Non so se hai ragione, ma in questi anni ho fatto caso ad alcune cose:

– Io non voglio fare soldi con quello che scrivo. Non con quello che scrivo qui. Ma non ho niente contro chi ci riesce.
A volte ci ho anche provato anch’io, e mi è successo questo: i piedi cominciavano a ballare sotto il tavolo, la fronte avvampava, e la pelle mi si copriva di chiazze rosse. Giuro. Quindi ho pensato di trovarmi un altro mestiere. Forse devo ancora trovarlo, ma nel mio curriculum non metterò mai questo sito. Questo è un gioco, davvero. Nel puro senso del termine.

– Questo gioco ha avuto, sin dall’inizio, una componente maniacale. Questo non è affatto strano. È una cosa che succede a molti maschietti: se hanno a disposizione uno spazio libero, amano strutturarlo, darsi delle regole come sei si trattasse di un’attività professionale, o peggio (ho trovato anche qualche esempio: Clutcher, Gaspar). Perché facciamo così? Credo che si tratti di una specie di fobia del vuoto. A certe persone l’ozio dà l’angoscia: hanno bisogno di organizzarlo, trasformarlo in qualcosa di quantificabile e rassicurante. Io sono fatto così. Per esempio: per me è importante postare cinque volte alla settimana. È una specie di regola auto-imposta. Un’altra regola, è che dovrei sempre cercare di interessare lettori nuovi. Per questo motivo guardo spesso il contatore. Quando va bene, sono contento. Quando va male, mi chiedo perché. Ma me lo chiedevo già nell’autunno del 2001, quando gli accessi scesero da trenta a venti al giorno. Il contatore ha fatto subito parte del gioco. In realtà non so quanta gente mi legge: ma so che, grosso modo, ogni tanto il numero di lettori aumenta, e ogni tanto diminuisce. E in ogni caso, non è mai stato un numero particolarmente alto (il contatore mi serve anche per restare coi piedi per terra)

– C’è una componente esistenziale da non sottovalutare: io sono precario. Negli ultimi tre anni ho cambiato parecchie cose: mestiere (più volte), abitazione, eccetera. In mezzo a tanto caos, il blog è restato una delle cose più stabili. E allora forse io ho bisogno di un blog che somiglia a una “professione” perché le mie vere “professioni” assomigliano a tanti hobby: le faccio per un po’ di mesi, imparo quel che c’è da sapere, e poi passo ad altro. Alla lunga la cosa dà anche un vago senso d’angoscia. Ma so che la sera posso sempre scrivere qualcosa sul solito blog. È una delle poche certezze: cerco di coltivarla.
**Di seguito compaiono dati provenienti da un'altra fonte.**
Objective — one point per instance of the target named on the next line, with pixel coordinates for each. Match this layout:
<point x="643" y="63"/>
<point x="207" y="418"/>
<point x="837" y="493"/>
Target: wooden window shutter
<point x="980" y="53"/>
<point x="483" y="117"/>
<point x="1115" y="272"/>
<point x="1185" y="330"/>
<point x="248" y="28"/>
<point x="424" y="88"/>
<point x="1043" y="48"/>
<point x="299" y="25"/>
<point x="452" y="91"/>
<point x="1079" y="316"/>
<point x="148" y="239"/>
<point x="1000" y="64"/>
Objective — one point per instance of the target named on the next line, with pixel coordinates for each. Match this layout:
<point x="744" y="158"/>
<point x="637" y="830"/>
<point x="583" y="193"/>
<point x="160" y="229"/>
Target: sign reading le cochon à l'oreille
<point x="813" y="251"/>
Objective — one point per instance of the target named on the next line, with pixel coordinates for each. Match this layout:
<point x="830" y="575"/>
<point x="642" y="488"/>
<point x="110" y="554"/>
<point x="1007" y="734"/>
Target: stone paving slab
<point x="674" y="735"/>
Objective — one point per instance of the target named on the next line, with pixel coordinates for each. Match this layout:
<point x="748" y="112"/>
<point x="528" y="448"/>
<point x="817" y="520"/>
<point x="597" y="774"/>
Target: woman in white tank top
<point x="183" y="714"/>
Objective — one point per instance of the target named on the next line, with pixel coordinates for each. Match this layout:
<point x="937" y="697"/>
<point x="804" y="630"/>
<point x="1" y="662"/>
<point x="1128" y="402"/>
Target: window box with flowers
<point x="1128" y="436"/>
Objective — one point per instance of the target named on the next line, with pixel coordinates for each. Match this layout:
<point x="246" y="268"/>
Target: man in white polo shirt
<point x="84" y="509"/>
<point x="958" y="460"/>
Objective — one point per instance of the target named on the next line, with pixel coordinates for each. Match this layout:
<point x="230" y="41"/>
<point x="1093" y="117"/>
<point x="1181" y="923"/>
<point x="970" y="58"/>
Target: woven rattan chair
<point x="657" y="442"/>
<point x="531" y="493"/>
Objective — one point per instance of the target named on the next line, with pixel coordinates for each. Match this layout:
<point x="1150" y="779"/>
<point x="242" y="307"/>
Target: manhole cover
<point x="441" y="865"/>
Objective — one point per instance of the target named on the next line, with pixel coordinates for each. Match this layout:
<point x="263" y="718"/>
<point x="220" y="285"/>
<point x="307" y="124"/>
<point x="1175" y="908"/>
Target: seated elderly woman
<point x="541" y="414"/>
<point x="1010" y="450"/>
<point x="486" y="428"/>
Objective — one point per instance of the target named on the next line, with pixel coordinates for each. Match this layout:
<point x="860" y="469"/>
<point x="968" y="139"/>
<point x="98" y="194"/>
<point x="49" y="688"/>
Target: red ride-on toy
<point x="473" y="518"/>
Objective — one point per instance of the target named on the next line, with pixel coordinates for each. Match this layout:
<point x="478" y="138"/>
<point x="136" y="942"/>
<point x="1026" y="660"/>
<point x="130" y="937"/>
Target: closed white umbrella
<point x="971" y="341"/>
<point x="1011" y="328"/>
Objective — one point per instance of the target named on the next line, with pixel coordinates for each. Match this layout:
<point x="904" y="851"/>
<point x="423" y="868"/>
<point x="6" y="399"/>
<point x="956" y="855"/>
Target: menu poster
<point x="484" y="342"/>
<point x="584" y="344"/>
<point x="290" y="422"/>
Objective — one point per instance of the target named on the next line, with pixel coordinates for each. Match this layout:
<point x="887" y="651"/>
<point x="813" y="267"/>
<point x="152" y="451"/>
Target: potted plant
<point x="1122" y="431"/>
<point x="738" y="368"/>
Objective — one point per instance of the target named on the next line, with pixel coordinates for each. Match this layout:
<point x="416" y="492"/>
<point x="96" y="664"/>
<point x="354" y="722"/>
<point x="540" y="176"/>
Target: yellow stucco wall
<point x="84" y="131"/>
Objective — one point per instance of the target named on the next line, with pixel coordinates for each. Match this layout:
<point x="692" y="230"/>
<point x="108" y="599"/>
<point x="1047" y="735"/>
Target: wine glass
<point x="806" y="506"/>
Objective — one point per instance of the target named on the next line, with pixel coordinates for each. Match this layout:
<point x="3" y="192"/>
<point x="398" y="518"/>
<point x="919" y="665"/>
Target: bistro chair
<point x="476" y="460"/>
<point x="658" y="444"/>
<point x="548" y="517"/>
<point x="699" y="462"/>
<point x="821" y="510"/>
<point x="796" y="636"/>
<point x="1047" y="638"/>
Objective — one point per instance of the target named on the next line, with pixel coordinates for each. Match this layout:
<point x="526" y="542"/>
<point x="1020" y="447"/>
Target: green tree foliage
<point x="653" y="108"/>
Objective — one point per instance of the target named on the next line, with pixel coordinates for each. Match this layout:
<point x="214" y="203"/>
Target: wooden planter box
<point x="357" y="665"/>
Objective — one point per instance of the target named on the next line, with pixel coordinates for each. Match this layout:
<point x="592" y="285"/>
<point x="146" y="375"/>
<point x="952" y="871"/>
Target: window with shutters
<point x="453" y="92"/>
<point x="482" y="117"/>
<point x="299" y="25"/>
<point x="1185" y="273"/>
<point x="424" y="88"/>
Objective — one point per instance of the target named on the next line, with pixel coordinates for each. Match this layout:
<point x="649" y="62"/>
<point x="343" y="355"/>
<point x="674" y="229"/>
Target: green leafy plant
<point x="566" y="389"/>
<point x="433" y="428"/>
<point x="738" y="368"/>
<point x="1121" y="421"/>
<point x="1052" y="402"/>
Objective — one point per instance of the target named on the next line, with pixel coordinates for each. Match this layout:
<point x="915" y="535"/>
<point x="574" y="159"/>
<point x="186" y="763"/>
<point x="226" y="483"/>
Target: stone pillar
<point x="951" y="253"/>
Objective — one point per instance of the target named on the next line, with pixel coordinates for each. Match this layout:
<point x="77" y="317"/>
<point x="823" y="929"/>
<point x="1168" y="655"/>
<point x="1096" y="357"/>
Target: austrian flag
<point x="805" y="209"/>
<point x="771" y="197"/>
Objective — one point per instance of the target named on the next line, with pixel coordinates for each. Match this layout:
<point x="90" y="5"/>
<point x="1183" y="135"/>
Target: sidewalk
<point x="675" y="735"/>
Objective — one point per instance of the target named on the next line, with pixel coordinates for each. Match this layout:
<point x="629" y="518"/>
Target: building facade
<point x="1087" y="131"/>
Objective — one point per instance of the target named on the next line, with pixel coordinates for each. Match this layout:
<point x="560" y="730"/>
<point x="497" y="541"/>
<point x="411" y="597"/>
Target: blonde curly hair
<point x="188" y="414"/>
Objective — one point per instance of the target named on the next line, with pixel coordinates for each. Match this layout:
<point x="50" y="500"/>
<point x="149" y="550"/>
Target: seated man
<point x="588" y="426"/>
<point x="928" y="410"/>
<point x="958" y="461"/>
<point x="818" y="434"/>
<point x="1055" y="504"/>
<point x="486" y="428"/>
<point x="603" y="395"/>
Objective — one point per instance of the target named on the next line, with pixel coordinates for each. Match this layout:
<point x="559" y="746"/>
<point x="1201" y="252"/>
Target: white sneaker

– Non è sempre divertente avere un blog, non sempre quello che scrivo mi piace (figurarsi se piace ad altri). Ma per me scrivere è importante. Non come professione: come libertà. Quando scrivo mi sento libero. Non so se sono libero davvero, ma sento la mia libertà. E ho questa idea (paranoide?) che sia una libertà da difendere coi denti. Se lunedì non scrivessi, non succederebbe niente di particolare. Ma martedì sarebbe più difficile rimettersi a scrivere. Il silenzio, la stanchezza, sono sempre in agguato. Ma se perdo la voglia di scrivere, per me è finita.

Devo lottare. Non solo per avere, tutti i giorni, un lavoro dignitoso: ma anche per avere, tutte le sere, uno spazio di libertà: senza il quale non avrebbe senso tirare a campare. Scrivere è il modo in cui mi respira il cervello. Ma è anche la mia stanza dei giochi privata. Ma è anche la mia libertà.

Naturalmente io so che non posso resistere più di tanto. Un giorno succederà: un giorno non avrò più niente da dire, oppure non avrò tempo per dirlo perché nella mia giornata non ci sarà più spazio per il gioco. Quel giorno comincerò ad arrendermi. Ma deve passare ancora un po’ di tempo, spero.